Performance, data integrity, and ease of use are key characteristics to look for when comparing database systems. (In this context, ease of use is often a function of the tools available for modeling, design, and programming.)
When comparing database systems, we often make subjective judgments. At the same time, we yearn for an objective yardstick for measuring a database management system (DBMS) and database applications that use it.
Many in the database community have a strong interest in instrumentation and measurement of database performance. For developers and DBMS providers, performance is a characteristic we want to measure and quantify in terms that permit comparisons.
System architects are worth their weight in gold when they can identify and eliminate performance penalties. Numerous factors can hinder performance, including less than optimal hardware, shoddy database design, network latency, inferior database drivers, poor application coding, and queries that require optimization.
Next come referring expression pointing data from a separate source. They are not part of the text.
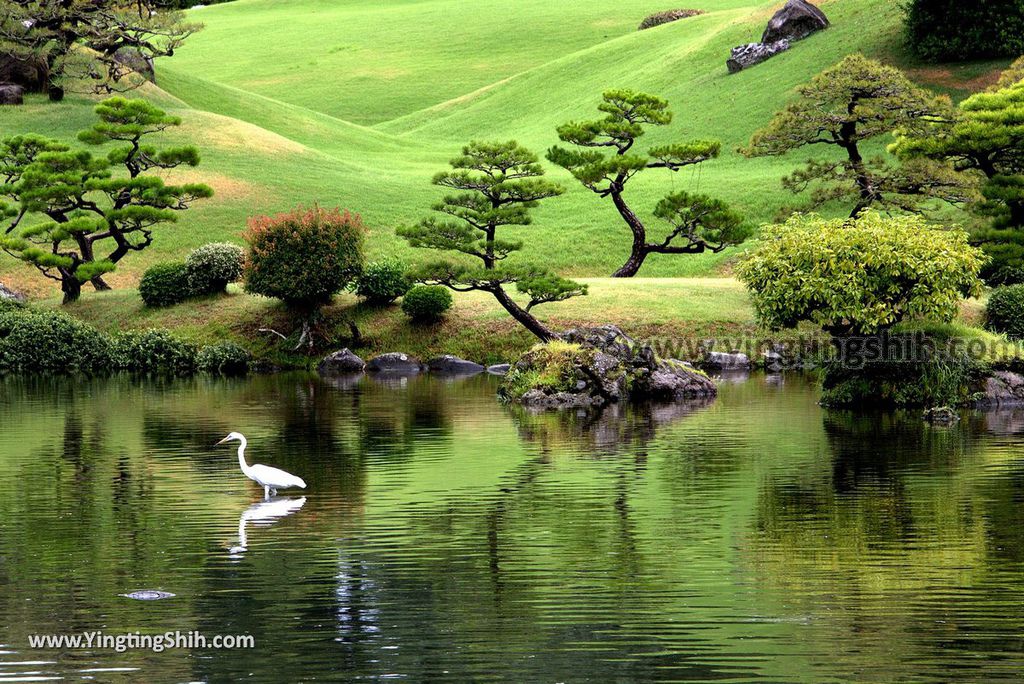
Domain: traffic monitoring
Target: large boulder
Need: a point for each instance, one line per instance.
(343, 361)
(32, 73)
(721, 360)
(6, 293)
(596, 367)
(11, 94)
(796, 20)
(449, 365)
(136, 60)
(751, 54)
(395, 362)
Benchmarks have proven to be a valuable tool for studying performance under different database workloads. They can provide information that's useful for identifying and isolating problems. They can be used in combination with regression testing as a quality assurance tool for new software releases. But the most high-profile use of database benchmarks is providing a quantitative comparison of differences between hardware and software used for database work.
The computing industry has funded the Transaction Processing Council (TPC) to produce foremost benchmarks for database performance measurement, but there are others.
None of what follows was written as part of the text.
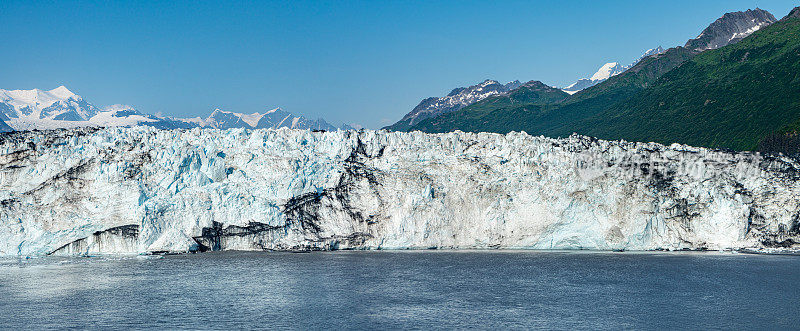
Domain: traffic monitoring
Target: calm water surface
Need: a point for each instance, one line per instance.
(416, 290)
The Open Source Database Benchmark (OSDB) is a community-maintained benchmark that's modeled after AS3AP, the ANSI SQL Scalable and Portable Benchmark. There's been very little recent activity in the OSDB community since the 2010 announcement of version 0.90. PolePosition is a benchmark for comparing a combination of database engines with object-relational mapping technology.
Yahoo! Research created a benchmark that's well known in the NoSQL community. The Yahoo Cloud Serving Benchmark provides common workloads for comparing key-value stores and other cloud databases, such as Cassandra, HBase, and Sherpa. This benchmark is not designed for testing complex query operations, but it provides useful metrics for CRUD-type operations (read and write latency).
The gold standard of database benchmarks is the collection developed by the TPC. Computer manufacturers frequently cite the TPC results for publication when they've established a new price-performance record. The people who develop the TPC benchmarks include representatives of member organizations, such as Cisco, Dell, Fujitsu, HP, IBM, Intel, Microsoft, Oracle, Sybase, and VMware.